Recently, I had the experience of reading  A Whole New World by Liz Braswell. A Whole New World is the first in Disney Press’ new Twisted Tales series. Each will, I hear, be based on a premise that twists the famous movie away from Happily Ever After and fairytales towards gritty Young Adult reboots. It sounds like a joke but they’re deadly serious about it.

Throughout this review I will be referring to this book as a “fic”, because if the reputation of fanfiction has twisted its definition to poorly written, purple-prose heavy desperate grabs for attention using pre-existing media whilst failing to grasp the message and appeal of said media, then this is absolutely fanfiction.

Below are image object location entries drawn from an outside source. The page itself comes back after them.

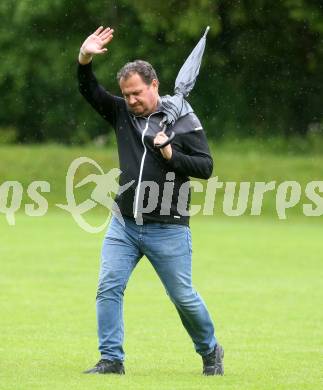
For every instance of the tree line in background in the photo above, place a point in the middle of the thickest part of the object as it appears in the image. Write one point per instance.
(262, 71)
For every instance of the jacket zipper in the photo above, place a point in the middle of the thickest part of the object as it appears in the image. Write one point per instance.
(141, 166)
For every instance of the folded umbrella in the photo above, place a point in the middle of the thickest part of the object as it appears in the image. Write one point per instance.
(176, 106)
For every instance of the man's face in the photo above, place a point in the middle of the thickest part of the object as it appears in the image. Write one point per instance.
(141, 98)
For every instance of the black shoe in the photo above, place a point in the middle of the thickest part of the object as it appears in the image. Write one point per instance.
(213, 362)
(104, 366)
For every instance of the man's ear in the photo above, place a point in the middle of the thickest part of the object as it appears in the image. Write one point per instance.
(155, 84)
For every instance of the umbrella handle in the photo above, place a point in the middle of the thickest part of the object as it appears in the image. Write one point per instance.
(170, 139)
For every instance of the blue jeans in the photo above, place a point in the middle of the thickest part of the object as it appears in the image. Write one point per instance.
(168, 248)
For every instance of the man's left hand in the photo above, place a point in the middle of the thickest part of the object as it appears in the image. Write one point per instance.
(167, 151)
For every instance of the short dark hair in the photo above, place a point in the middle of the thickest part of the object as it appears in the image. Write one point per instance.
(143, 68)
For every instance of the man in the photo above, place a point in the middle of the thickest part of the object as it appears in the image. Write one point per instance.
(161, 233)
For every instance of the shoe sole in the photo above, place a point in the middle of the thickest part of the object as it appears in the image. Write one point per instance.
(217, 369)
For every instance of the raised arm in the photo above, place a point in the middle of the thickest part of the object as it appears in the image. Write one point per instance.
(95, 44)
(102, 101)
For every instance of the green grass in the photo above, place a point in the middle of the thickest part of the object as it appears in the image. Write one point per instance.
(261, 279)
(234, 161)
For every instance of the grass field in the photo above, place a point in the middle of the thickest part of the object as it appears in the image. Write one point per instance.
(261, 278)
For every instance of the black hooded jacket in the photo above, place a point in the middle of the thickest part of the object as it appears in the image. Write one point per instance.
(140, 162)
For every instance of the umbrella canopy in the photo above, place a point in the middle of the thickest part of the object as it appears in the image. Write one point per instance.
(176, 106)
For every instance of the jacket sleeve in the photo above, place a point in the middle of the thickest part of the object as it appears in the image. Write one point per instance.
(193, 158)
(102, 101)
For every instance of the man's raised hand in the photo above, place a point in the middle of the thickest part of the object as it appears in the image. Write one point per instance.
(95, 44)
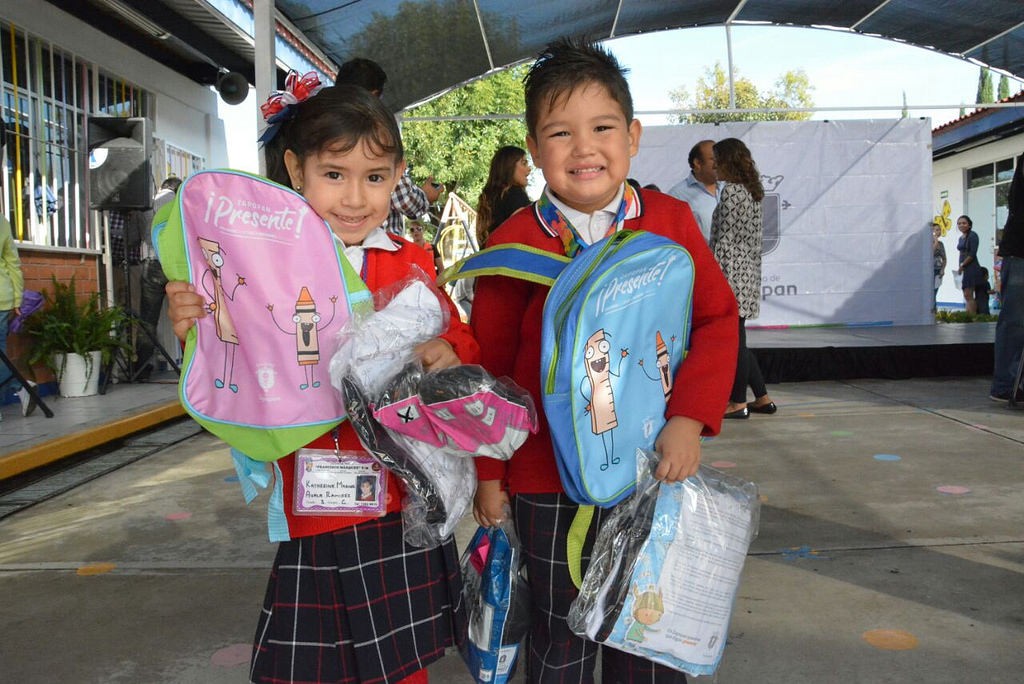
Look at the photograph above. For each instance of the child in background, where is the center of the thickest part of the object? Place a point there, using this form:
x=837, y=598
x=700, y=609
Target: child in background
x=582, y=134
x=347, y=599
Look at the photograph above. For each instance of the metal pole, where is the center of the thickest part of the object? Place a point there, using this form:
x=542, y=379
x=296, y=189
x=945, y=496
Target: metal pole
x=266, y=72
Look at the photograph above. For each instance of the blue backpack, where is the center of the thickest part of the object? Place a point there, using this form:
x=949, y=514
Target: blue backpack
x=615, y=326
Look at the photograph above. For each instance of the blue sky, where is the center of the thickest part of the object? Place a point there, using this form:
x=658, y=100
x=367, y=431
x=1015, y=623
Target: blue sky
x=846, y=70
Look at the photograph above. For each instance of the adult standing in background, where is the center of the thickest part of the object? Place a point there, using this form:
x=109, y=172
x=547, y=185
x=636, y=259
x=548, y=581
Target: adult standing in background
x=505, y=190
x=970, y=269
x=408, y=199
x=1010, y=329
x=938, y=259
x=11, y=289
x=701, y=188
x=735, y=240
x=152, y=282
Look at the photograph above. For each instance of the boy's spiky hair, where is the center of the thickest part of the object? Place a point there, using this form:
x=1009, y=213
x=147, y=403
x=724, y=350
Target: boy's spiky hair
x=569, y=63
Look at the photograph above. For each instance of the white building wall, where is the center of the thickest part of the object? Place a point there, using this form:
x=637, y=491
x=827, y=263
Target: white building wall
x=186, y=112
x=949, y=183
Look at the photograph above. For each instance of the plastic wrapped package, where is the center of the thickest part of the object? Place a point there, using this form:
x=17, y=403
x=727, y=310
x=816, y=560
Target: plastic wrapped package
x=439, y=485
x=375, y=346
x=497, y=601
x=476, y=413
x=666, y=567
x=464, y=409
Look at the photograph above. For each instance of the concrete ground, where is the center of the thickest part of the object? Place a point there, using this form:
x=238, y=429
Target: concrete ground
x=891, y=549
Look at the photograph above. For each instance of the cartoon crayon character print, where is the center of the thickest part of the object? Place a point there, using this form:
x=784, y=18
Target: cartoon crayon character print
x=663, y=357
x=647, y=609
x=601, y=407
x=306, y=334
x=226, y=332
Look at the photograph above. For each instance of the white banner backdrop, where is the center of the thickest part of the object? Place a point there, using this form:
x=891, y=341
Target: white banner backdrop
x=847, y=214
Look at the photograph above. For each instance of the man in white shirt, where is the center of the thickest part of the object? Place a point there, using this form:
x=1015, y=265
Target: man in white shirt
x=700, y=188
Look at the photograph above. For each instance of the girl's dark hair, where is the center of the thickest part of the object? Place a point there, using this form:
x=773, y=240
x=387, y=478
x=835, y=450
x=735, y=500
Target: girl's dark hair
x=735, y=165
x=500, y=179
x=337, y=119
x=569, y=63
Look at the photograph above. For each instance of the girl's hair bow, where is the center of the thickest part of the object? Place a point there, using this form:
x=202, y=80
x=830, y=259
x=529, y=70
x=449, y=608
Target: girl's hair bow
x=279, y=108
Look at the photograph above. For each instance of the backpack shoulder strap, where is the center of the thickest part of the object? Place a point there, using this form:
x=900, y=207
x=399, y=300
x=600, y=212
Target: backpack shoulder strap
x=514, y=260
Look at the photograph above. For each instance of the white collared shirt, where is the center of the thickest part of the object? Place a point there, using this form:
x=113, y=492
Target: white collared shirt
x=591, y=227
x=377, y=240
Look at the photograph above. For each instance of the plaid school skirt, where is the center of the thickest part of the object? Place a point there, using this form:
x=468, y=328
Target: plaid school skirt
x=357, y=606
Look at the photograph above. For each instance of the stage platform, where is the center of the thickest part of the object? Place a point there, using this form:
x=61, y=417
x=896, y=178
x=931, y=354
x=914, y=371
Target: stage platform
x=894, y=352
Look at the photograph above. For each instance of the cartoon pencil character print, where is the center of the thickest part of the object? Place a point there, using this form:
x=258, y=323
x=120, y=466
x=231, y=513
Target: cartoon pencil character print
x=663, y=356
x=306, y=334
x=226, y=332
x=647, y=609
x=601, y=407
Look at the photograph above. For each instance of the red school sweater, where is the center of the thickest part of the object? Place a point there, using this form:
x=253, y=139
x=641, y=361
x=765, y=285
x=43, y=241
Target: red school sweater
x=383, y=269
x=507, y=316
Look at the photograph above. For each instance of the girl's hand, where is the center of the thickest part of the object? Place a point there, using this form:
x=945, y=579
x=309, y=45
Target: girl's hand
x=679, y=445
x=489, y=503
x=184, y=306
x=436, y=354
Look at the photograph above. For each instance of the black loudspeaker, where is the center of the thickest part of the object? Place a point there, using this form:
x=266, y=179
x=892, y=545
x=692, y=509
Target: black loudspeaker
x=232, y=87
x=119, y=163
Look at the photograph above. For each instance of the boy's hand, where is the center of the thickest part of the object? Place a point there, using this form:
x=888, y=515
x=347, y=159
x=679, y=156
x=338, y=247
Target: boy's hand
x=679, y=445
x=183, y=306
x=436, y=354
x=489, y=503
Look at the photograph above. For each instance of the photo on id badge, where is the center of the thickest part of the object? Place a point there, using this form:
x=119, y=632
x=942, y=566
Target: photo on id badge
x=330, y=482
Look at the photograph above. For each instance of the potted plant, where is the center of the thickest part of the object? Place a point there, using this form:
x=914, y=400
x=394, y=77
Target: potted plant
x=75, y=337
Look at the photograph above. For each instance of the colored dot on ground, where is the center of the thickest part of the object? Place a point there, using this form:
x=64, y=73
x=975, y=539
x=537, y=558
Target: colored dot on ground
x=890, y=640
x=887, y=457
x=230, y=656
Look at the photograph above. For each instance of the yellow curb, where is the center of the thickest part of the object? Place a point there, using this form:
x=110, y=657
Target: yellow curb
x=16, y=463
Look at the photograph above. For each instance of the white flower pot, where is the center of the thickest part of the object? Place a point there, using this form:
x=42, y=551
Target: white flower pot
x=77, y=376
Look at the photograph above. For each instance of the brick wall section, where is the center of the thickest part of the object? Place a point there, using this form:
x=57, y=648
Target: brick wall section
x=38, y=266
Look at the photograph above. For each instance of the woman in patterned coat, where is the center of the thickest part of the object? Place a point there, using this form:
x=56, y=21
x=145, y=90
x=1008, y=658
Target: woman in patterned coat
x=735, y=241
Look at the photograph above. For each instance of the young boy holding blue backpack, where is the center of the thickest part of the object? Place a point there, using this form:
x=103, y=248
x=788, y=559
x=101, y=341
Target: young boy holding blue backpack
x=582, y=134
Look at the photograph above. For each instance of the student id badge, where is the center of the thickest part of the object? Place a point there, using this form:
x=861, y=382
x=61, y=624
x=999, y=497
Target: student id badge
x=336, y=482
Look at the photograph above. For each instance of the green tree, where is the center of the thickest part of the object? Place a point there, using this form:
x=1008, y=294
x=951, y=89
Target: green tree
x=792, y=90
x=458, y=152
x=985, y=93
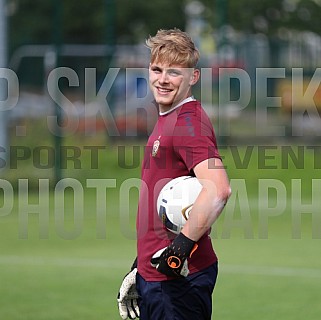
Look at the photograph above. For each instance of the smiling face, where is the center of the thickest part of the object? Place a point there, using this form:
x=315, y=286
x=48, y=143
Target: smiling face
x=171, y=84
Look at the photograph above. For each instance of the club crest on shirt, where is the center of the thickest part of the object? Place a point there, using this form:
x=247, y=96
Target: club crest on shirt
x=156, y=145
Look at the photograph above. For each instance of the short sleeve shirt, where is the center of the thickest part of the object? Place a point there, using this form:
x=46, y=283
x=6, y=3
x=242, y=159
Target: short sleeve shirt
x=180, y=140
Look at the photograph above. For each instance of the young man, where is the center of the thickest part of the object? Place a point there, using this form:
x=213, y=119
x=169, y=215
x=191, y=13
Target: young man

In this gritty Aladdin AU fic, Jafar gets the lamp and Aladdin is trapped in the Cave of Wonders without it. It assumes a high amount of familiarity with the 1992 animated classic, so I will too. After all, fanfiction is always written by fans for fans. This assumed familiarity results in a common trapping of fanfics: descriptions that are vague, difficult to follow, and emphasised on empty meaning. You can read an entire paragraph, pause, and realise it didn’t actually mean anything.

As the story progresses, so does the grittiness: the Sultan dies; Jasmine escapes, living among thieves, trying to rally them to help her reclaim her throne; politics is mentioned repeatedly but I do not think the fic writers know what that word means. It has the potential for something exciting and intriguing but focuses instead on bizarre specifics in great detail, such as how heterosexual and married the Genie is. Not to mention how tragic and tormented the Genie is. It’s all very out of character, which is the worst thing an AU fic can be.

Ultimately, it’s trying way too hard, and here’s the thing: the happily ever after is exactly the same. For all the rough edges and attempted grit, it ultimately subverts nothing. It isn’t even a fun kind of bad, it’s just a lazy fic cashing in on a trend.

Disney has a whole series of these coming out, and even novels from the point-of-view of villains. Between this and Descendants, the TV movie full of emo children of villains, you have to admire how they’re targeting their villain branding to the emo 12 to 14-year-olds of today. If I lived in America, I’d actually go to a Hot Topic to see if these fics are on sale in them.

There’s something to be said about mainstream attention drawn to fandom and how this is impacting on publishing trends, but it’s all still developing, so I’ll avoid it in case I’m wrong. You can always count on Disney to smell out chances to make a lot of money, though.

Over in my too-old corner though, I think I’ll instead indulge in another type of nostalgia. StarKids Productions, the people behind the Harry Potter fan musical of my disaffected youth, staged their own Aladdin fic — Twisted: The Untold Tale of a Royal Vizier. Hmm. I wonder what the word of the day is?